Nessa queda de braço entre Sarney e a bancada federal do Amazonas, ele leva vantagem. A nossa bancada não tem musculatura política para peitar o Presidente Lula e dizer a ele que é um crime o que o que o seu governo está fazendo com a Refinaria de Manaus, que está virando sucata, um monte de ferro-velho, por falta de recursos para a sua modernização. De qualquer jeito não é bom subestimar. Quem sabe se eles não se unem e partem para a briga. Vamos ver, o povo do Amazonas está esperando. 'Quem sabe faz a hora, não espera acontecer’, como dizia Geraldo Vandré em tempos de Brasil difícil, época em que José Sarney não passava de um sabujo a serviço dos militares.
Bem, nos jornais de hoje os dirigentes da Petrobrás no Estado vêm negando a denúncia feita pelos líderes dos petroleiros da REMAN dando conta de que a estatal, por falta de investimentos, está virando ferro-velho. Perguntar não ofende. Por que esses ilustres dirigentes, apesar de convidados, se recusam a comparecer à CMM para discutir a questão. E o pior, saíram-se com uma história pouco edificante, ridícula, de que obedeciam regras da direção nacional de manter silêncio.

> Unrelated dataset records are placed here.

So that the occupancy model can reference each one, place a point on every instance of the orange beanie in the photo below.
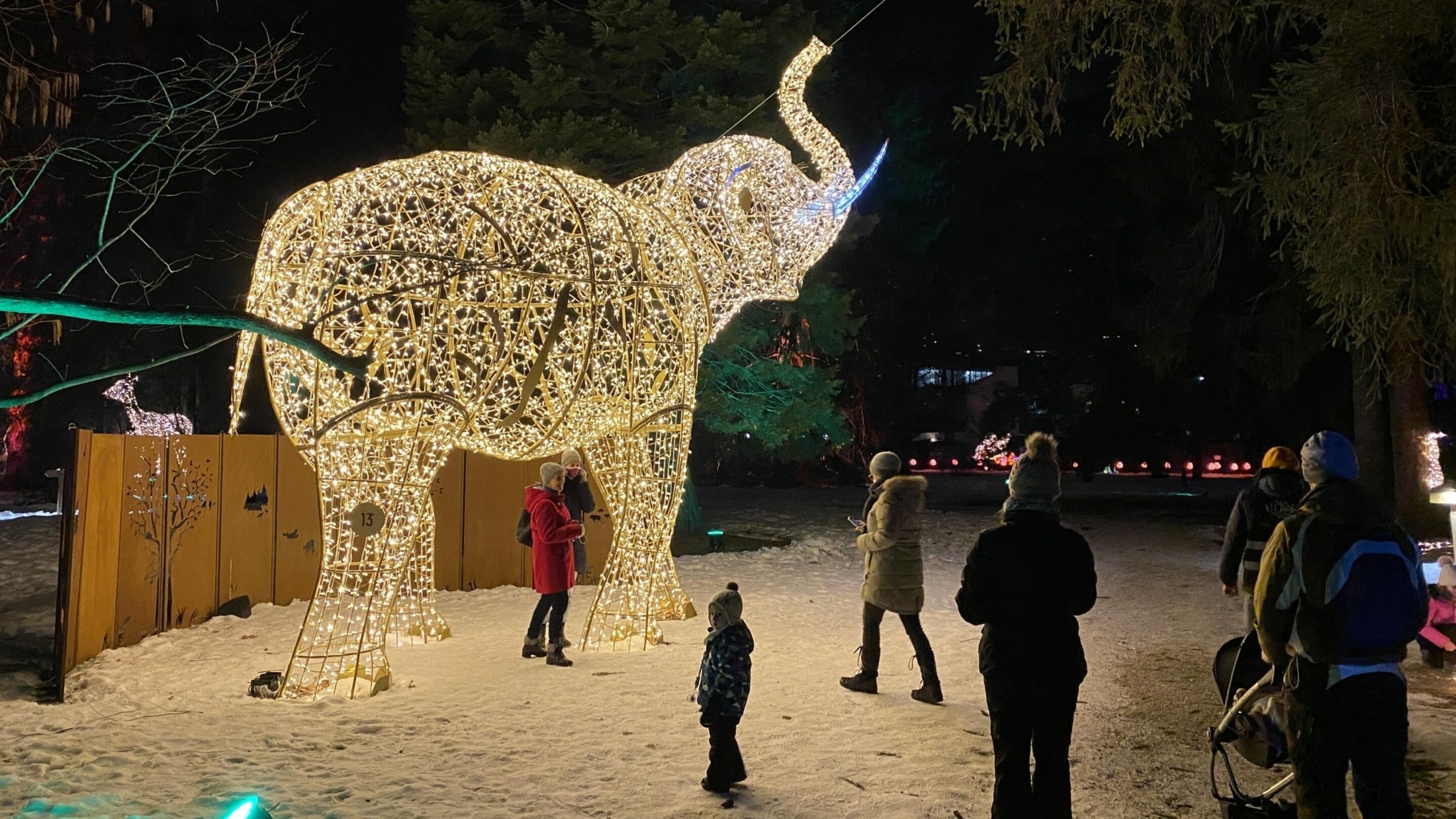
(1282, 458)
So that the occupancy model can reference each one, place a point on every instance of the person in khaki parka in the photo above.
(894, 574)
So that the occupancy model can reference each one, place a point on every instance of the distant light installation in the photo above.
(140, 421)
(514, 309)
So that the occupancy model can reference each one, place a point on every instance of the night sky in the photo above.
(978, 255)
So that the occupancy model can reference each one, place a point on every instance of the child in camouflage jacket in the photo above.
(723, 689)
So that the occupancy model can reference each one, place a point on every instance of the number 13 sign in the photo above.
(367, 520)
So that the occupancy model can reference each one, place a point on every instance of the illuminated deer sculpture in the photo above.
(514, 309)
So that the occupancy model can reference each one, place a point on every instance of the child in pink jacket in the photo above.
(1437, 640)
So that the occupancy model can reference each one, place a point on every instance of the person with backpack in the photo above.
(578, 503)
(1025, 582)
(1340, 594)
(552, 565)
(1273, 496)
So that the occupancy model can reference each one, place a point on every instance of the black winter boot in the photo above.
(929, 690)
(868, 678)
(535, 648)
(554, 656)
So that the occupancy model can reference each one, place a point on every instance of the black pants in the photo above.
(1359, 723)
(724, 758)
(554, 603)
(870, 644)
(1031, 718)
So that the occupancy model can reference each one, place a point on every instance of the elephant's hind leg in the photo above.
(363, 580)
(641, 474)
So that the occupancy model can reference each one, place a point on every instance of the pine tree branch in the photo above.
(35, 396)
(54, 304)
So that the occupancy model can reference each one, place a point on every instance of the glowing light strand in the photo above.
(1432, 449)
(516, 310)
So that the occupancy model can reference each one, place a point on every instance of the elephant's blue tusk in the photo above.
(848, 196)
(841, 204)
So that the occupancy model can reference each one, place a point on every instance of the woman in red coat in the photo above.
(552, 564)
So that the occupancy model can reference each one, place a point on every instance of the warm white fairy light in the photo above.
(516, 310)
(1432, 449)
(140, 421)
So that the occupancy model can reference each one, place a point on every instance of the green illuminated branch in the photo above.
(53, 304)
(31, 398)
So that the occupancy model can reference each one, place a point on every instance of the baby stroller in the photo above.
(1253, 725)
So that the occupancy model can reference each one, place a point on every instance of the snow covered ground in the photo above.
(472, 729)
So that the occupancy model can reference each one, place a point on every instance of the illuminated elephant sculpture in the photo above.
(514, 309)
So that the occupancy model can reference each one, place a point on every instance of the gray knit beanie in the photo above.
(551, 470)
(884, 464)
(1328, 456)
(727, 603)
(1037, 474)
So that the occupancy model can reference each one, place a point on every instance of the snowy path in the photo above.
(471, 729)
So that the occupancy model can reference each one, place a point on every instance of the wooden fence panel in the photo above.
(599, 530)
(246, 511)
(299, 552)
(191, 568)
(69, 588)
(161, 531)
(447, 496)
(95, 615)
(140, 540)
(491, 505)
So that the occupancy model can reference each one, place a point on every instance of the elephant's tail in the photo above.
(246, 342)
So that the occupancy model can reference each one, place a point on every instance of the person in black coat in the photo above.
(1275, 496)
(1025, 582)
(578, 503)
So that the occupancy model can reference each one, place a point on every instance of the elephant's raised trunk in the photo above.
(829, 157)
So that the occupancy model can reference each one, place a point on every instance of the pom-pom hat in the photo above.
(727, 603)
(551, 470)
(1036, 476)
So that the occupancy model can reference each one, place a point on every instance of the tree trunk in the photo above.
(1372, 431)
(1410, 422)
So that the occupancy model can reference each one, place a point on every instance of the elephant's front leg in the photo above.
(416, 617)
(641, 474)
(363, 580)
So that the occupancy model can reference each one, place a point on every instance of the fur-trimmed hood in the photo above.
(906, 489)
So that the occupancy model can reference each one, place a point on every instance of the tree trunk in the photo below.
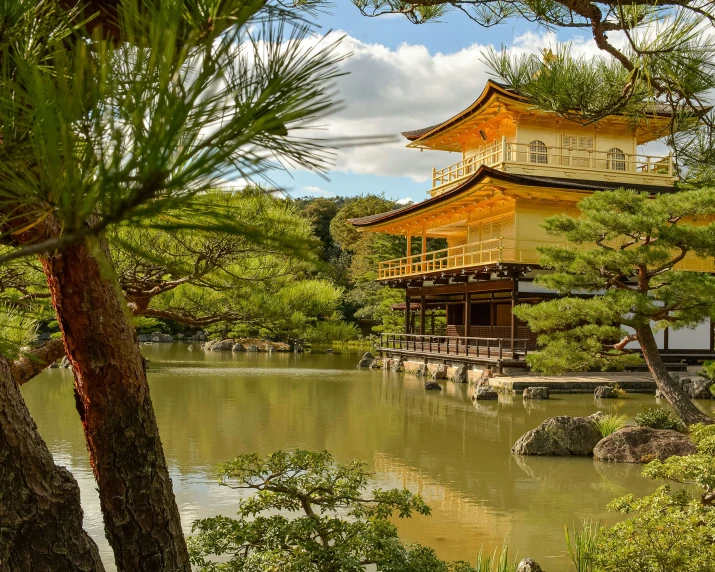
(40, 511)
(681, 403)
(140, 513)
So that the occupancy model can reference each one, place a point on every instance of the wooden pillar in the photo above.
(407, 313)
(514, 302)
(422, 315)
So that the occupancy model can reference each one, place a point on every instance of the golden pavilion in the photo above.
(518, 165)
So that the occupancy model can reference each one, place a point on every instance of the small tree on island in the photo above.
(338, 527)
(620, 270)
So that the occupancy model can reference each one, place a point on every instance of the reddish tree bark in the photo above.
(140, 513)
(40, 511)
(682, 404)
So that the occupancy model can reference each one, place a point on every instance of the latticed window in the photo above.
(538, 153)
(616, 159)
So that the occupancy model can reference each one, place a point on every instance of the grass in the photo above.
(486, 563)
(611, 423)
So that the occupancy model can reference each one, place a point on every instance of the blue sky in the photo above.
(382, 95)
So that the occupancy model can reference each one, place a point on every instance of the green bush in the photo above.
(611, 423)
(658, 418)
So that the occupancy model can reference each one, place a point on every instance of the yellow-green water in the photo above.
(213, 406)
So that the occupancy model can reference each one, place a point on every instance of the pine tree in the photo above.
(625, 251)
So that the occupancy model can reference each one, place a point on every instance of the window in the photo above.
(616, 159)
(538, 152)
(577, 150)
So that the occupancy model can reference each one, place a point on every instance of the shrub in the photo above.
(611, 423)
(658, 418)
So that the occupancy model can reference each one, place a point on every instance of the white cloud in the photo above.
(313, 190)
(388, 91)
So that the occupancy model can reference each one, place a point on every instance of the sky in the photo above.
(402, 76)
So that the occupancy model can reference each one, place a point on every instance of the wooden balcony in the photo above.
(464, 256)
(559, 162)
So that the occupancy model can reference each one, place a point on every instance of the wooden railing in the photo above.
(463, 256)
(489, 348)
(524, 153)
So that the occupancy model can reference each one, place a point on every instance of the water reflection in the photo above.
(213, 406)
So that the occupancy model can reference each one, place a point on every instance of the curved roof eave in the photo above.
(483, 172)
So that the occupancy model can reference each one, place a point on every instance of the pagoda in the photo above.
(518, 165)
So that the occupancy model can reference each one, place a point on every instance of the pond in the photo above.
(213, 406)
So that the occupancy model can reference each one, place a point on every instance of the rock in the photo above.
(605, 392)
(536, 393)
(440, 372)
(484, 393)
(528, 565)
(220, 346)
(642, 444)
(460, 374)
(158, 337)
(560, 436)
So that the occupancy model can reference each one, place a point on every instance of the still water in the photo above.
(213, 406)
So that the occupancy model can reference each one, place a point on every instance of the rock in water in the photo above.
(366, 360)
(560, 436)
(536, 393)
(482, 393)
(605, 392)
(642, 444)
(528, 565)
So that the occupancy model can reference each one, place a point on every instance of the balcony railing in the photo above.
(463, 256)
(559, 157)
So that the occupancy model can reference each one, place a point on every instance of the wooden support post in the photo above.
(424, 250)
(422, 315)
(407, 313)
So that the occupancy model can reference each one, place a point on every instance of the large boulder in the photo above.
(460, 374)
(642, 444)
(528, 565)
(366, 360)
(560, 436)
(536, 393)
(605, 392)
(482, 393)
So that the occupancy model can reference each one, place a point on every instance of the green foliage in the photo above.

Até brinquei, afirmando do plenário da Câmara, que essa história parecia conversa do tal silêncio obsequioso imposto pela Igreja Católica quando deseja silenciar um teólogo que resolve discordar de algum dos seus dogmas, a exemplo do que fizeram com o frade Leonardo Boff. Ora, se eles tinham tais informações, como as que hoje são divulgadas, por que então se acovardaram e não compareceram a audiência pública ocorrida na CMM?
José MÁRIO FROTA Moreira é um dos vereadores mais atuantes da Câmara Municipal de Manaus. Tanto que tem três mandados (2013/2016; 2009/2012 e 1988/2001).
É formado em Direito, pela Universidade Federal do Amazonas. Autor de livros como “Presença do Amazonas no Congresso Nacional” (1975); “Em Defesa do Povo” (1978); “Em Defesa da Liberdade” (1981) e “Resistência” (1984).
Mario Frota, em 2004, foi eleito vice-prefeito de Manaus (2005/2008) e foi deputado estadual por dois mandatos seguidos (1999/2002 e 2003/2004). Entre os anos de 1974 e 1982 foi também deputado federal pelo Amazonas.